Sem dúvida estamos falando de um tempo terrivelmente desumanizado em que as relações eram bem piores do que as atuais, muito embora tenhamos experimentado também alguns retrocessos ao lado dos avanços. Então, para frear a dureza de coração das pessoas, foi necessário não só uma legislação que estabelecesse limites aos poderes dos senhores em castigar seus escravos como também a instituição de juízes idôneos capazes de aplicá-la. Tanto é que, conforme as circunstâncias do caso, o fato do escravo sobreviver um só dia não seria suficiente para afastar a punição prevista de modo que, por óbvio, caberia ao magistrado analisar a causalidade exclusiva entre a agressão e o óbito.

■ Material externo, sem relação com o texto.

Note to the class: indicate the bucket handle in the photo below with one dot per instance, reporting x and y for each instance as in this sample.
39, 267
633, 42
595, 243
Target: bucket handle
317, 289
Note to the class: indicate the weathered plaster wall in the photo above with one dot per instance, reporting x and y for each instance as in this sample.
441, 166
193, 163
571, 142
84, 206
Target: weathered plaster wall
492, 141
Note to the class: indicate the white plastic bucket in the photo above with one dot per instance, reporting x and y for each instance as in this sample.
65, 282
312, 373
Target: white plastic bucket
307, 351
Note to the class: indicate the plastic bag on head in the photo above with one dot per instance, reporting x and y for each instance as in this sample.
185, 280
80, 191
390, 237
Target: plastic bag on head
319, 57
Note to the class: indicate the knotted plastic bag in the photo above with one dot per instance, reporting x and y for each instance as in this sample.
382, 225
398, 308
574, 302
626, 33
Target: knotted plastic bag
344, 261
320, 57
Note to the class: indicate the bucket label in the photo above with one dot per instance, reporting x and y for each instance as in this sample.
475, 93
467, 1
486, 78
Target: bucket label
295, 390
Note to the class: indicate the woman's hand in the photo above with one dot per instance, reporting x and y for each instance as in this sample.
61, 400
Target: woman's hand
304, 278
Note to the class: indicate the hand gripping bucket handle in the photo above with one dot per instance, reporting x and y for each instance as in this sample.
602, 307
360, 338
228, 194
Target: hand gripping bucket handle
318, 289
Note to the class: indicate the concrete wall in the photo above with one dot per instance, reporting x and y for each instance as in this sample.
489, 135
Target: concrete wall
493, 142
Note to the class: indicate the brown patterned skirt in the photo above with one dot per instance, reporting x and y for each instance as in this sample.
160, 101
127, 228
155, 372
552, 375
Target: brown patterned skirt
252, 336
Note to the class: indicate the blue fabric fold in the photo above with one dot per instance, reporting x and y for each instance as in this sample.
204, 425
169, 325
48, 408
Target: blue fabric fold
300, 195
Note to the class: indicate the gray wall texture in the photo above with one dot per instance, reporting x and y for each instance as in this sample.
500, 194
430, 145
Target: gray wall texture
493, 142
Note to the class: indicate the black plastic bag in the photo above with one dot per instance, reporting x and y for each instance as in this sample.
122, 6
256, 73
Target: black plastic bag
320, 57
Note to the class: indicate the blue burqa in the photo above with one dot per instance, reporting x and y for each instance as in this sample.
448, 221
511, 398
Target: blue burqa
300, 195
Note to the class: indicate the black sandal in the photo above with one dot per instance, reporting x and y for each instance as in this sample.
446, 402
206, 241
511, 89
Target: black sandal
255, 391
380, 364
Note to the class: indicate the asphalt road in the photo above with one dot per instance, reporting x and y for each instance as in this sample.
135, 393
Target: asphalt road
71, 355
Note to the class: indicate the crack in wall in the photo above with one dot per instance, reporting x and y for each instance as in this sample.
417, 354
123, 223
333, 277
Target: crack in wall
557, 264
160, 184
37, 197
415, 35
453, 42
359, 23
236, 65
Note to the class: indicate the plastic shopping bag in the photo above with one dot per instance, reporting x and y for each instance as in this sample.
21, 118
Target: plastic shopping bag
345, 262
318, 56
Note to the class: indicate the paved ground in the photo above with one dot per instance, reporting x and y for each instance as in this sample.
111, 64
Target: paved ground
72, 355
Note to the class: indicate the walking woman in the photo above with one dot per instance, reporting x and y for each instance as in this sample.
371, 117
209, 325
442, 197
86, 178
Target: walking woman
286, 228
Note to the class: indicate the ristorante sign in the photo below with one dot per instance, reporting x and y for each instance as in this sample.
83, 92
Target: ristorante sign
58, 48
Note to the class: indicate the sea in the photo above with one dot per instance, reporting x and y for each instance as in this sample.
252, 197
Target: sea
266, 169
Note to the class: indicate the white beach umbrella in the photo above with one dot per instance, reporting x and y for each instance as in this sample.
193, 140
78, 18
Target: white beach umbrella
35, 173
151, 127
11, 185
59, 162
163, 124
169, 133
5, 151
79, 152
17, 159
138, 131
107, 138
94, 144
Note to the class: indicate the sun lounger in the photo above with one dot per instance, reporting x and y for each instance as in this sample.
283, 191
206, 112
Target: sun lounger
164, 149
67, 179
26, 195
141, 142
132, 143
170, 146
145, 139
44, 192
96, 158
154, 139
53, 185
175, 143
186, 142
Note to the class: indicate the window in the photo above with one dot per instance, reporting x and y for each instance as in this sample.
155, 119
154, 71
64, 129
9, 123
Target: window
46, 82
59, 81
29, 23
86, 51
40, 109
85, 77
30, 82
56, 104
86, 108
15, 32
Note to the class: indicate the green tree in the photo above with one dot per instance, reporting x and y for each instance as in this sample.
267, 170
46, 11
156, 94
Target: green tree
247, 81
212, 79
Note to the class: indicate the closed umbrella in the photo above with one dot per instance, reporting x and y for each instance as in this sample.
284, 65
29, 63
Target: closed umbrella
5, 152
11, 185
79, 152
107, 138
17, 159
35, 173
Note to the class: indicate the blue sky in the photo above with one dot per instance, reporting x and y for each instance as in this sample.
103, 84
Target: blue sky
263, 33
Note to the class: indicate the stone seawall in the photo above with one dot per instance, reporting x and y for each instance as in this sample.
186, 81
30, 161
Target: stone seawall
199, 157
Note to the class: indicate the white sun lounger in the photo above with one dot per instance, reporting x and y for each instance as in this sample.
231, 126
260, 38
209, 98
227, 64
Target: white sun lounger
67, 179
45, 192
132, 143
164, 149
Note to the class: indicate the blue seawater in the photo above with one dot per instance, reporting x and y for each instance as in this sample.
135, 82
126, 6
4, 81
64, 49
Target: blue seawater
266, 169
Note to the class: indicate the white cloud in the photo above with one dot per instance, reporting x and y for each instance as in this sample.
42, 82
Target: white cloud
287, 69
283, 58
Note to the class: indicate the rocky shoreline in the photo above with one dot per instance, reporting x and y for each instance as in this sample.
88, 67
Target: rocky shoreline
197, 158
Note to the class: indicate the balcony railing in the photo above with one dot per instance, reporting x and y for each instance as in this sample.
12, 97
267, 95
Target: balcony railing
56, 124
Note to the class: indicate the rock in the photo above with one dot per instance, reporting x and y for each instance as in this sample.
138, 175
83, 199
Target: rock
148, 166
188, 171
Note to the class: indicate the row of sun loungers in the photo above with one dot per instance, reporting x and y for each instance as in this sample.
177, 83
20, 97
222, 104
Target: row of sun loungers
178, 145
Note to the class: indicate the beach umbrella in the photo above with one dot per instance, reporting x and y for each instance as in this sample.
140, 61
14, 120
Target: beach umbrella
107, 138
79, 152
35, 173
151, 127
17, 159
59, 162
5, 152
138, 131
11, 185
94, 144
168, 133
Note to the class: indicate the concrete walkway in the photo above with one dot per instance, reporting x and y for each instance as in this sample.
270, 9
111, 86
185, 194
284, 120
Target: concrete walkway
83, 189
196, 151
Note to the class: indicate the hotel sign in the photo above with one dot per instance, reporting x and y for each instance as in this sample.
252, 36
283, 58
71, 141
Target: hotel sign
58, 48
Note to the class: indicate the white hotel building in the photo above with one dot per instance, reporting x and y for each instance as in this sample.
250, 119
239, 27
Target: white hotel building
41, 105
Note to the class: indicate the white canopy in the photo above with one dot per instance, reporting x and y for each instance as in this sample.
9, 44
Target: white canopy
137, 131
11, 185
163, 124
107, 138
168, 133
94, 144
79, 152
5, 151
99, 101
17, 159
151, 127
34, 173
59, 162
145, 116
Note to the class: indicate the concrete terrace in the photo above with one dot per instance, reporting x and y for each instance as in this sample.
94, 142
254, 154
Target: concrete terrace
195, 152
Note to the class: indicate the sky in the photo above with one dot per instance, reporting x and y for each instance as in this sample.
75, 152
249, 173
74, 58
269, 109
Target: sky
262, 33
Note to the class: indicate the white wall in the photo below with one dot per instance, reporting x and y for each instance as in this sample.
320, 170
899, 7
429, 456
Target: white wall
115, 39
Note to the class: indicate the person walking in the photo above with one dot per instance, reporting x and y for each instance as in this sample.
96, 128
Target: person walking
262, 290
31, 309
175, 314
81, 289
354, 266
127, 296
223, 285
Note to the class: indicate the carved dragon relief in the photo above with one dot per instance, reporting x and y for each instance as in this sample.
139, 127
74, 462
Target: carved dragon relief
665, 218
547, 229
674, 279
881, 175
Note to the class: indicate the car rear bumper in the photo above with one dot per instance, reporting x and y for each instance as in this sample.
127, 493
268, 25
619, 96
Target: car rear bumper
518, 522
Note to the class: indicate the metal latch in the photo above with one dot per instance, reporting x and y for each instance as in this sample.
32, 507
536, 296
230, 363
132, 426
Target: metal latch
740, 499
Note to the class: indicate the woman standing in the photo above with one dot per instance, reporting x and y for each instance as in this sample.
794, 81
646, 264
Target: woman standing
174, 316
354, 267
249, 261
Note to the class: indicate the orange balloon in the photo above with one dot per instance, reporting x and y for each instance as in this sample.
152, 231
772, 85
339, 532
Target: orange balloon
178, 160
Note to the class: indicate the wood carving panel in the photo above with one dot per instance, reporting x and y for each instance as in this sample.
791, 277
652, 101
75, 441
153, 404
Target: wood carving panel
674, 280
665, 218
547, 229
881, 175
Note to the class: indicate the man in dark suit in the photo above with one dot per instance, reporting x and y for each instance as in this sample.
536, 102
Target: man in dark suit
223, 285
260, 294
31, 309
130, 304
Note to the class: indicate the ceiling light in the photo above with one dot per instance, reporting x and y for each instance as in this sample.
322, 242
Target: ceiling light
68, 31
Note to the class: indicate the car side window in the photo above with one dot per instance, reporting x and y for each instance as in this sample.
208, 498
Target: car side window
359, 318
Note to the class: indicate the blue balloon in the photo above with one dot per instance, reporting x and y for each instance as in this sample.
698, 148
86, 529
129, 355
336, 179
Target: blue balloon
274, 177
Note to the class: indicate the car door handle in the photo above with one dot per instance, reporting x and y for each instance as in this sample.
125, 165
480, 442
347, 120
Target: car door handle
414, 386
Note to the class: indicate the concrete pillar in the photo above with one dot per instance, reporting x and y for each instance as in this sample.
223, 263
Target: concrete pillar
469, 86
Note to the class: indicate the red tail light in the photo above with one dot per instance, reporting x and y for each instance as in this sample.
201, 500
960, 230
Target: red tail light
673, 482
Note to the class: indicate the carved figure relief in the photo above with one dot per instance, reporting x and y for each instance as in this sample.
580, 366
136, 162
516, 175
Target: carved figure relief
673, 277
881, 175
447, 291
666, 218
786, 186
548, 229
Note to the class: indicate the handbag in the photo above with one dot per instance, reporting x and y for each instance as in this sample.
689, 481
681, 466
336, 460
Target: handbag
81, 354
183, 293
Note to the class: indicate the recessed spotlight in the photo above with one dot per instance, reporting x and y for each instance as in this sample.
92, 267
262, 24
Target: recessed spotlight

Em nossa realidade de hoje, muito mais dinâmica e complexa, o intérprete das leis (e dos fatos) continua tendo a mesma importância em relação à Antiguidade. Conforme Jetro havia aconselhado ao seu genro Moisés, os juízes deveriam ser "homens capazes, tementes a Deus, dignos de confiança e inimigos de ganho desonesto" (Ex 18:20). E aí mais do que nunca podemos abrir mão da boa formação ética dos operadores do Direito de maneira que, antes mesmo do ingresso nas faculdades, o aluno precisaria receber um ensino de moral e civismo exemplar na escola básica. Afinal, não basta termos magistrados, promotores e advogados capacitados quanto à aplicação da lei. Tais profissionais precisam ser honestos!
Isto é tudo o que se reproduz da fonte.